Sulla scia delle dichiarazioni di Ferrando che hanno provocato l'esclusione dello stesso dalle liste di rifondazione comunsita, vorrei capire cosa pensano veramente i forumisti riguardo alla questione dell'attacco ai soldati italiani a nassirya.
I presupposti sono stati l'attacco da parte di forze anglo-americane allo stato sovrano iracheno, dopo che l'organo internazionale deputato a legittimare l'intervento ne aveva negato la legittimità. La motivazione dell'attacco era che l'iraq nascondeva armi di distruzione di massa, nonostante gli stessi ispettori dell'onu avessero giudicato le "prove" portate da Colin Powell, l'allora segretario di stato statunitense, tutt'altro che rilevanti. La comunità internazionale pensava si trattasse di un attacco "per il petrolio", come spesso accade in questa maledetta coincidenza che vede i maggiori giacimenti di petrolio e le maggiori instabilità politiche nelle stesse aree geografiche. A questo punto l'unica fonte di legittimazione che potevano ottenere gli americani poteva venire solo dal popolo iracheno: Gli statunitensi entrati a Baghdad però si trovarno di fronte a una popolazione tutt'altro che festante. Così ci spiegarono che gli iracheni avrebbero tanto voluto manifetare la loro gioia, ma temevano che le truppe angloamericane mollassero l'osso come nella guerra del golfo, e che i "Festanti" sarebbero stati oggetto di ritorsioni da parte della ditattura sunnita. Così dstribuirono volantini con suscritto "non vi abbandoneremo". A diversi anni di distanza, il paese continua ad essere sconvolto dalla violenza di un popolo tutt'altro che felice, e gli americani non si sognano di certo di proporre al popolo iracheno qualcosa come un referendum sulla permanenza dei propri soldati. Dunque anche la legittimazione popolare sembra lontana. Anche le recenti elezioni, svolto sotto patrocinio militare e politico USA, non si possono dire elezioni democratiche, e la questione delle truppe non è stata certo toccata, men che meno coinvolgendo il popolo iracheno. Fin qui, quindi, la questione della legittimità: nessuna legittimazione internazionale, nessuna legittimazione locale, menzogne addotte a motivo della guerra, e pozzi petroliferi che pompano giorno e notte petrolio agli enti nazionali che hanno partecipato alla guerra (tra i quali il famoso pozzo eni) senza ovviamente che la popolazione irachena veda un centesimo.
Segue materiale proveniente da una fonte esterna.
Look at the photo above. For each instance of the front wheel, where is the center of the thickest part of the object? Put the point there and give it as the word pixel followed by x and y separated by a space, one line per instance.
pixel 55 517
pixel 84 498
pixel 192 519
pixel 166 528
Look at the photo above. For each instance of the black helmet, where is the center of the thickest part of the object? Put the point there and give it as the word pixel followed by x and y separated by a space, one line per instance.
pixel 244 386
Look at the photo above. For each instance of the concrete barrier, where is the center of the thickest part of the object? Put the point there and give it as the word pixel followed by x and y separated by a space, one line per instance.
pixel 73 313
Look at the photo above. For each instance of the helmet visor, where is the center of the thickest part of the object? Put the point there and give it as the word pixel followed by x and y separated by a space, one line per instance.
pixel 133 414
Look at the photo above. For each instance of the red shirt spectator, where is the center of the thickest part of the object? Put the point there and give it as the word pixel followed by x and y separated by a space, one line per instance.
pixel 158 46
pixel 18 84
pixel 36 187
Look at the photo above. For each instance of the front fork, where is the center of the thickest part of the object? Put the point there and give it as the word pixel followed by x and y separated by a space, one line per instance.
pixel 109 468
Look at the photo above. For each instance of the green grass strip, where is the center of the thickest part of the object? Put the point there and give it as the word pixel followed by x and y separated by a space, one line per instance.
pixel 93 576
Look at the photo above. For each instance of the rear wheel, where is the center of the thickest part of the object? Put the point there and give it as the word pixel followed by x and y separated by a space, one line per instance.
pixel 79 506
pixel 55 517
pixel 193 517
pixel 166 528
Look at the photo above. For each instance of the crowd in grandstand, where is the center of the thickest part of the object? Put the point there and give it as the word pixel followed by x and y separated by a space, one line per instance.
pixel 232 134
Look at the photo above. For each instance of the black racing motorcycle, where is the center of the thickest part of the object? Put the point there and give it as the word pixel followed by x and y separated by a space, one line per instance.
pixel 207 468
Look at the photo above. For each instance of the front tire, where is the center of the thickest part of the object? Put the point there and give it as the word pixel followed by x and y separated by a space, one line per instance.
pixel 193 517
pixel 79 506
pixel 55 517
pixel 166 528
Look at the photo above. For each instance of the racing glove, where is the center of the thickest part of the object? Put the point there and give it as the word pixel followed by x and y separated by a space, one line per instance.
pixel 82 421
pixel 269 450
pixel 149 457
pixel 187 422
Stabilita la posizione delle truppe militari sul suolo iracheno come esercito invasore ed occupante passiamo alle modalità di attacco che la guerriglia delle forze di "restitenza" irachene ha messo in atto: un automezzo pieno di esplosivo lanciato all'entrata della base italiana, guidata da un iracheno che si è immolato per compiere il gesto. Questo atto è stato subito bollato come "atto terroristico". Dove vivo io però, terrorismo significa colpire la popolazione civile oppure militare in un contesto di pace, oppure ancora, di legittimazione. Nessuno di questi elementi è necessario a definire il terrorismo, ma la mancanza di qualsivoglia di questi punti è molto indicativo. Di fatti, nessuno ha mai chiamato "terroristi" i kamikaze giapponesi, perchè si era in una guerra, e vi era un gruppo armato militare contro un altro gruppo armato militare. Un gruppo armato organizzato, in una situazione di paesi invasori occupanti, è ciò che il diritto internazionale chiama "resistenza" e la definisce legittima. I soldati italiani, al soldo dell'esercito invasore, erano, al pari di esso, esercito occupante e non legittimo. Al pari di esso imponevano le "loro" regole (decise dagli USA) e succhiavano petrolio (ma questo è un elemento secondario).
Dunque mi chiedo: secondo quale criterio giuridico, le affermazioni di Ferrando sulla "legittimità" dell'attacco, sono qualcosa di diverso da elementari, scontate, ovvie, inappuntabili?